Casey Katims, federal liaison for Washington Governor Jay Inslee, said there is a “dire and urgent need for congressional action to support workers and families.” He said the state is facing a significant budget shortfall because of the pandemic and can’t wait until President-elect Joe Biden is sworn in on January 20.

“We need help by the end of this year,” Katims said.

Illinois Governor J.B. Pritzker signed a budget over the summer with a $5 billion deficit, which he and lawmakers assumed would be covered by a second federal coronavirus relief package that has not materialised.

“Every state, every city is suffering from failure of revenues because of COVID-19,” said Pritzker, a Democrat. “The federal government is really the only resource that we all have to turn to.”

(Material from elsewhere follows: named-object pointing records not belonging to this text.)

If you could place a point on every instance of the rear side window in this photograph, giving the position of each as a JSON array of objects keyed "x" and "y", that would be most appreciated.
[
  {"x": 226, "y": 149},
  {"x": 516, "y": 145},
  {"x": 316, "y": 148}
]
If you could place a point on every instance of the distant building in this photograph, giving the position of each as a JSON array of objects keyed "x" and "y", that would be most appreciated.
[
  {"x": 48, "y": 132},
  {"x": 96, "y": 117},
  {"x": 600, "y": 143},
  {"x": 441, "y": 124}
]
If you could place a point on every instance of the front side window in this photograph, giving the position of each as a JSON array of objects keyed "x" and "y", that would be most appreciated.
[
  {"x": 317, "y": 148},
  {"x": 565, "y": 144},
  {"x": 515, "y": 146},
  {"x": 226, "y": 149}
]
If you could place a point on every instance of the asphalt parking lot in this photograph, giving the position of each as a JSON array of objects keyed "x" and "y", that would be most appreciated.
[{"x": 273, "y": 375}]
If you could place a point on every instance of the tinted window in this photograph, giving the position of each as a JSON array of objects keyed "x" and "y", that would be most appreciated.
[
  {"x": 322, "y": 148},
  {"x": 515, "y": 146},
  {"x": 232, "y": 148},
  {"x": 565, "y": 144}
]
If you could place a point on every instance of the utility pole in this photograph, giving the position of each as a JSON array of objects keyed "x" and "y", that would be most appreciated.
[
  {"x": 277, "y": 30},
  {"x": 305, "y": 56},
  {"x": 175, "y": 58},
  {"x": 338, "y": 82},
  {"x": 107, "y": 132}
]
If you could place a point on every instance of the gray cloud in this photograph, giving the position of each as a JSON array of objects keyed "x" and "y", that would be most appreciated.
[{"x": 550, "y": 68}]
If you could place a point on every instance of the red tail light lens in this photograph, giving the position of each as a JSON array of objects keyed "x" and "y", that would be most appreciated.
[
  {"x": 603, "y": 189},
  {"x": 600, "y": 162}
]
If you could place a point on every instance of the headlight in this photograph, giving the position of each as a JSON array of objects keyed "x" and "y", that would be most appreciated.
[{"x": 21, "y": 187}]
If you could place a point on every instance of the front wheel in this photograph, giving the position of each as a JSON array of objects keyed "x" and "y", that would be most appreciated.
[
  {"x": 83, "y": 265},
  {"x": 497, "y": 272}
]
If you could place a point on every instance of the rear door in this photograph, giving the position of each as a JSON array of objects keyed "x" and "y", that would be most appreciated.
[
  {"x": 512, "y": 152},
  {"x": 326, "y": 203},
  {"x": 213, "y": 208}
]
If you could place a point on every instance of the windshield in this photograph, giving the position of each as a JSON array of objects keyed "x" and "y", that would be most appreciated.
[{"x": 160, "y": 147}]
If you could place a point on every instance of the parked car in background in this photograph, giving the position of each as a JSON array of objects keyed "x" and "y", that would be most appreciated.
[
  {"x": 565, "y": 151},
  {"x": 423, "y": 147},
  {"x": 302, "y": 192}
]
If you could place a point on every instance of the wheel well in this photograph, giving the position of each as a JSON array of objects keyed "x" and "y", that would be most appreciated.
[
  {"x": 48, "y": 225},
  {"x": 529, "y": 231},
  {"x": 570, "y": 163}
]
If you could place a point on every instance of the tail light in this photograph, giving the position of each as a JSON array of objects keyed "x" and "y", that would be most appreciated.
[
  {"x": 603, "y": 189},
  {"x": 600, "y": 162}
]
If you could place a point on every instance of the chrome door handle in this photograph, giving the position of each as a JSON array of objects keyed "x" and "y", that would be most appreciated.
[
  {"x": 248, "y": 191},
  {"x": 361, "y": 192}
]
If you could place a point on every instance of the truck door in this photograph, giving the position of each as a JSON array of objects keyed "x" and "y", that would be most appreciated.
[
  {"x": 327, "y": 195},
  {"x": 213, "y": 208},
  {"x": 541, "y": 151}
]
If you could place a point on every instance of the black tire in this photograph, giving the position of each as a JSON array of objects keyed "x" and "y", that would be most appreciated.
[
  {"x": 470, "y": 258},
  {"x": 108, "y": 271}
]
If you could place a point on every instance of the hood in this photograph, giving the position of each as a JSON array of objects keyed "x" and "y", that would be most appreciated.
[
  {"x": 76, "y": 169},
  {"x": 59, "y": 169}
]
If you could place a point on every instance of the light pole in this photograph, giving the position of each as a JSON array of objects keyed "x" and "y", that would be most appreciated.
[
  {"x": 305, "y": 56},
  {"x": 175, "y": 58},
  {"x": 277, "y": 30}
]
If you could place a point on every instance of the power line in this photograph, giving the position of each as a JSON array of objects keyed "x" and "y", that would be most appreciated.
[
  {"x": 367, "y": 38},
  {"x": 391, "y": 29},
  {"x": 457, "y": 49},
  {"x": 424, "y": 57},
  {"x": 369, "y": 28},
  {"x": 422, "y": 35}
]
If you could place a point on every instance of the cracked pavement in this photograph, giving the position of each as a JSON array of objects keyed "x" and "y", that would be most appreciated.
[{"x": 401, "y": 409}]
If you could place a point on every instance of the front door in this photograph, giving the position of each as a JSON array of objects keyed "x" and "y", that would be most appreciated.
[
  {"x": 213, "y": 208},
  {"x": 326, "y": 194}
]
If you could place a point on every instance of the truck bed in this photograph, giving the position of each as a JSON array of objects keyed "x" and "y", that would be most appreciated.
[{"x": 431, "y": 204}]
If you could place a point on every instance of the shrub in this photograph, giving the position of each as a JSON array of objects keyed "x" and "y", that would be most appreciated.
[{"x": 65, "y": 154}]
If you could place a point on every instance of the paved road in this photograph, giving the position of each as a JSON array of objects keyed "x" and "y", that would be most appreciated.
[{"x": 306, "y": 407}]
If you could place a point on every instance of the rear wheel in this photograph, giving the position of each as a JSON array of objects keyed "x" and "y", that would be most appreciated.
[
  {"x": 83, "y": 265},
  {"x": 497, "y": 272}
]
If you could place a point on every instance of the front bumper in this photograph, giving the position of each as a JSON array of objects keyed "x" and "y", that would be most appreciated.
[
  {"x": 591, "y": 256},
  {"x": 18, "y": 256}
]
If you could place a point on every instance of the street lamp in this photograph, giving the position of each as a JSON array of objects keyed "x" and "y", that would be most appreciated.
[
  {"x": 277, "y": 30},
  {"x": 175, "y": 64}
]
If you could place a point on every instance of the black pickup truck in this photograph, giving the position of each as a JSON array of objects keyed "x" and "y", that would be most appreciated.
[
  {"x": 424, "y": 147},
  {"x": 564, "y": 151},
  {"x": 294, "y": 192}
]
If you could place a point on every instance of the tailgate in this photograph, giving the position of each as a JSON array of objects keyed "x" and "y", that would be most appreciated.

On Tuesday, Pritzker was scheduled to join other governors of Great Lakes states — Democrats and Republicans alike — in calling for help with testing, contact tracing and hospital staffing, in addition to more money for businesses, schools and the unemployed.

The cost of distributing tens of millions of doses of a vaccine in 2021 is also emerging as a major concern for governors. The Association of State and Territorial Health Officers and the Association of Immunization Managers have called on Congress to provide $8.4 billion for vaccine distribution.

A new infusion of federal money does not appear to be on the way anytime soon. A lame-duck session of Congress and a presidential administration on its way out have chilled the prospects for a deal.

Congressional Democrats and Republicans generally say a new stimulus bill is needed, but they disagree on the scope of it. Some Republicans are opposed to another round of checks directly to most taxpayers, and some don’t want Washington to “bail out” state and local governments that had financial struggles before the pandemic.